Terapias para la artritis

 
Terapias para la artritis

Masajes, aromaterapia, osteopatía o incluso se sugieren dietas especiales, se ofrecen como alternativas para el tratamiento de la artritis reumatoide

Terapias para la artritis. Algunas terapias ayudan a tratar la artritis, como pueden ser masajes, aromaterapia, osteopatía o incluso se sugieren dietas especiales, como alternativas para el tratamiento de la artritis reumatoide

Definición de la artritis:

• La artritis es un trastorno crónico de las articulaciones caracterizado por la degeneración del cartílago y del hueso adyacente, que puede causar dolor articulatorio y rigidez.
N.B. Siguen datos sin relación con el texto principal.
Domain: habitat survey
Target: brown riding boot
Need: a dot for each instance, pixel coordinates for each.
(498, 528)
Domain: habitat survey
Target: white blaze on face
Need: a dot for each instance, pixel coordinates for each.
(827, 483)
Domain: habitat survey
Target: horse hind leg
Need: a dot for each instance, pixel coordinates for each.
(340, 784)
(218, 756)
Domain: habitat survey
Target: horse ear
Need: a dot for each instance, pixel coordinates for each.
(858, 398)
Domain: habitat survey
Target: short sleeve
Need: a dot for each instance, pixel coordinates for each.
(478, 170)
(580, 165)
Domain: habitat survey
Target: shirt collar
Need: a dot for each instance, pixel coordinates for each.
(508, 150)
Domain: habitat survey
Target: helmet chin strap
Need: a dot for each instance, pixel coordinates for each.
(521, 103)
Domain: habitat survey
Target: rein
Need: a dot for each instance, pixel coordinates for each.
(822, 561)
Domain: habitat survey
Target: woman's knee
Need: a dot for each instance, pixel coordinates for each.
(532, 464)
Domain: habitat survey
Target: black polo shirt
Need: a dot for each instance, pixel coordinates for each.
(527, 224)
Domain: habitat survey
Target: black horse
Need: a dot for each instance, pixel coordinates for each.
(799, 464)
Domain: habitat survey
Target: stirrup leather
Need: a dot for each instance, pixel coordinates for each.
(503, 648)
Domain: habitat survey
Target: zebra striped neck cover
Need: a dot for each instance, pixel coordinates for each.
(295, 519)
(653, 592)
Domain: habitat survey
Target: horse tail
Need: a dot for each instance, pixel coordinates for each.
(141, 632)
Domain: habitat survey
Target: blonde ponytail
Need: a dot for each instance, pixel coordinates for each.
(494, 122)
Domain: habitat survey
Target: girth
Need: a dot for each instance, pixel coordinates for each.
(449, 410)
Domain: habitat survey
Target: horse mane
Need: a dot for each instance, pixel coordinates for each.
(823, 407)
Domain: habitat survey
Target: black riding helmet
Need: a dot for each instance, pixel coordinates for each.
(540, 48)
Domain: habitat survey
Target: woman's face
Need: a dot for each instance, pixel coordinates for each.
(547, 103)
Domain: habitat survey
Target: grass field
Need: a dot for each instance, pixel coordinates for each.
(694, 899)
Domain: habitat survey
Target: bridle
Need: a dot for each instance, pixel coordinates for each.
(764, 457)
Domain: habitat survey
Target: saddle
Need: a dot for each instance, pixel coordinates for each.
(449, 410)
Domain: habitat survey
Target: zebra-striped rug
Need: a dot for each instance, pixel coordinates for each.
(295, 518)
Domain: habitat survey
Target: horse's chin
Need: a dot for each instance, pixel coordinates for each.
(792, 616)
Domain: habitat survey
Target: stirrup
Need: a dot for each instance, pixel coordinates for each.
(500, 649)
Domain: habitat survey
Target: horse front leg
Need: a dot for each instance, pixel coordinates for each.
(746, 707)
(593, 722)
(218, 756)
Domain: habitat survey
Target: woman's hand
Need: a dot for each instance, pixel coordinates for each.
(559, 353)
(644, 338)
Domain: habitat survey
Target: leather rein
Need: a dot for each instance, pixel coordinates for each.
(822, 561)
• No obstante, la artritis reumatoide es una enfermedad autoinmune en la que se inflaman las articulaciones, provocando hinchazón y dolor; en los casos más severos puede deteriorar la articulación.

Las mejores terapias para la artritis

Masaje para la artritis

• Un profesional suele utilizar una crema ligera o un aceite para dar un masaje a los tejidos que rodean la articulación.

• Con un masaje suave hacia el corazón, tratará de estimular la circulación en la articulación afectada para ayudar a eliminar los productos de desecho.

Aromaterapia para la artritis

• El masaje con aceites esenciales de romero, benjuí, manzanilla, alcanfor, enebro o espliego puede aliviar el dolor.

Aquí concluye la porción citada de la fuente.